Saturday, 22 March, 2008 , 17:04
The unrest erupted when celebrations marking March 21, Newroz day, or the Kurdish New Year, degenerated into demonstrations in favour of the armed separatist Kurdistan Workers' Party (PKK), listed as a terrorist group by Ankara.
The worst clashes took place in the eastern city of Van, where 130 people were detained and 53 others, including 15 policemen, were injured, Anatolia news agency quoted local police chief Mehmet Salih Kesmez as saying.
Three demonstrators and an officer were in intensive care, he said.
Riot police used tear gas and water cannons to disperse a crowd of some 1,500 people, who chanted slogans in favour of the PKK and its jailed leader Abdullah Ocalan, set bonfires and barricades in the streets and broke the windows of shops and government buildings, media reports said.
Footage on the NTV news channel showed officers hitting protestors with batons and armoured vehicles spraying pressurised water on the crowd.
Young men, hiding their faces behind cloths wrapped around their heads, were seen hurling stones at the police, who took cover behind plastic shields.
Kesmez blamed the unrest on the organisers, the Kurdish Democratic Society Party (DTP), which defied a decision by Van authorities to allow Newroz gatherings only on Friday.
The police were looking for DTP's provincial chairman Abdurrahman Dogar, who "provoked the incidents and then disappeared," Kesmez said.
Two DTP parliament members were also among the crowd.

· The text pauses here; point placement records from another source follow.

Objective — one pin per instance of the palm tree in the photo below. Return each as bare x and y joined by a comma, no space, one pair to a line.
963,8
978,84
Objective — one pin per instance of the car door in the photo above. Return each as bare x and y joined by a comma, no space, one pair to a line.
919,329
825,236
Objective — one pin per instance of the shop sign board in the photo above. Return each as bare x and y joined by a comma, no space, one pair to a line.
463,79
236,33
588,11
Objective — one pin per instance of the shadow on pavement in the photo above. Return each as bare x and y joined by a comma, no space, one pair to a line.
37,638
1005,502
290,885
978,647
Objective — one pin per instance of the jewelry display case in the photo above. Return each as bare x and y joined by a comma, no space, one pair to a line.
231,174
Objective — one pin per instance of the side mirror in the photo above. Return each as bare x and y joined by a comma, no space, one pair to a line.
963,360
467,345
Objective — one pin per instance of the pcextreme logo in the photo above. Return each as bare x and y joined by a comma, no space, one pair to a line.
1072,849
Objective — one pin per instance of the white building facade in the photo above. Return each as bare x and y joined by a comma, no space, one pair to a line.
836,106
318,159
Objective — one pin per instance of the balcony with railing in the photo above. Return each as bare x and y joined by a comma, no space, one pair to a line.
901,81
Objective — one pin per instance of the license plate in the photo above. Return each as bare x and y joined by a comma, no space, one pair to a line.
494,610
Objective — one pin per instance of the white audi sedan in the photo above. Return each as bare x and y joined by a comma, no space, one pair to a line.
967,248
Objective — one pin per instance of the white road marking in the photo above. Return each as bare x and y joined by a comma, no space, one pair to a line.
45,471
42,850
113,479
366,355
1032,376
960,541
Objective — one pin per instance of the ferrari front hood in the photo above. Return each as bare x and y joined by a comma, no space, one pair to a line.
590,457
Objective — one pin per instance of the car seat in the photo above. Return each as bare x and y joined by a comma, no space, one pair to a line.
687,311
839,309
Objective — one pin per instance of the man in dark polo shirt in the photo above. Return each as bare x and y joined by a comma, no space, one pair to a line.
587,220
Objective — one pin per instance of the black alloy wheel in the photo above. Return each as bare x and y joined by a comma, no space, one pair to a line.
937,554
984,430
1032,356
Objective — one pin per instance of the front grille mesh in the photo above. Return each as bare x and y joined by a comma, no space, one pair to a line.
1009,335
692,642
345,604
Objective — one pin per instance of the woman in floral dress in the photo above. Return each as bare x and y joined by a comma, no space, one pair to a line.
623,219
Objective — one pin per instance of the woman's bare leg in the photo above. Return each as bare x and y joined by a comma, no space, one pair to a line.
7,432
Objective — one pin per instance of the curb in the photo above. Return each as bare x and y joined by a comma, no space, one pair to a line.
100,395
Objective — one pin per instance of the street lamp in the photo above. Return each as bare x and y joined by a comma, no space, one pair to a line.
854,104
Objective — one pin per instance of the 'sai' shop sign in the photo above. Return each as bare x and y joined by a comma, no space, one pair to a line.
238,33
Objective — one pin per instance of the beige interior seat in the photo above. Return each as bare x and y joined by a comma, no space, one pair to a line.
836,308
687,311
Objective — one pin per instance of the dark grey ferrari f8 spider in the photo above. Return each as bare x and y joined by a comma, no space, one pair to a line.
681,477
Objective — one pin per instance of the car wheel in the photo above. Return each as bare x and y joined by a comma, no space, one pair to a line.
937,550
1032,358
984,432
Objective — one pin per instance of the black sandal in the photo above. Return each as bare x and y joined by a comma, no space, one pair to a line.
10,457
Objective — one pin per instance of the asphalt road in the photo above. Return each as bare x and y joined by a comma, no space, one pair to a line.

Another 93 protestors were rounded up in similar unrest in Sanlurfa, Anatolia reported, adding that 16 people were detained in nearby Viransehir late Friday after Molotov cocktails were hurled at the police, injuring nine officers.
Sixteen people, among them three policemen, were wounded and at least 17 protestors taken into custody in Hakkari, near the Iraqi border, and in nearby Siirt, the agency said.
Newroz festivities held in other parts of the Kurdish-majority southeast Friday and Saturday were largely peaceful.
But unrest spread also to cities in western Turkey, which are home to sizeable Kurdish migrant communities.
Around 30 people were detained in Mersin, on the Mediterranean coast, and in the Aegean city of Izmir, where police also seized petrol bombs the suspects allegedly planned to use in Newroz protests, Anatolia said.
The DTP provincial chairman in Izmir, Mehmet Bayraktar, was among those detained, accused of fanning unrest by calling for a "Newroz rebellion" and praising the PKK, the agency reported.
Newroz is a traditional platform for Turkey's Kurds to demonstrate support for the PKK and demand broader rights. About 50 people were killed during Newroz clashes in 1992.
The PKK toop up arms for Kurdish self-rule in the southeast in 1984, sparking a conflict that has claimed more than 37,000 lives.
This year's Newroz came in the wake of intensified Turkish military action against the PKK, including a week-long cross-border offensive against rebel hideouts in neighbouring northern Iraq last month.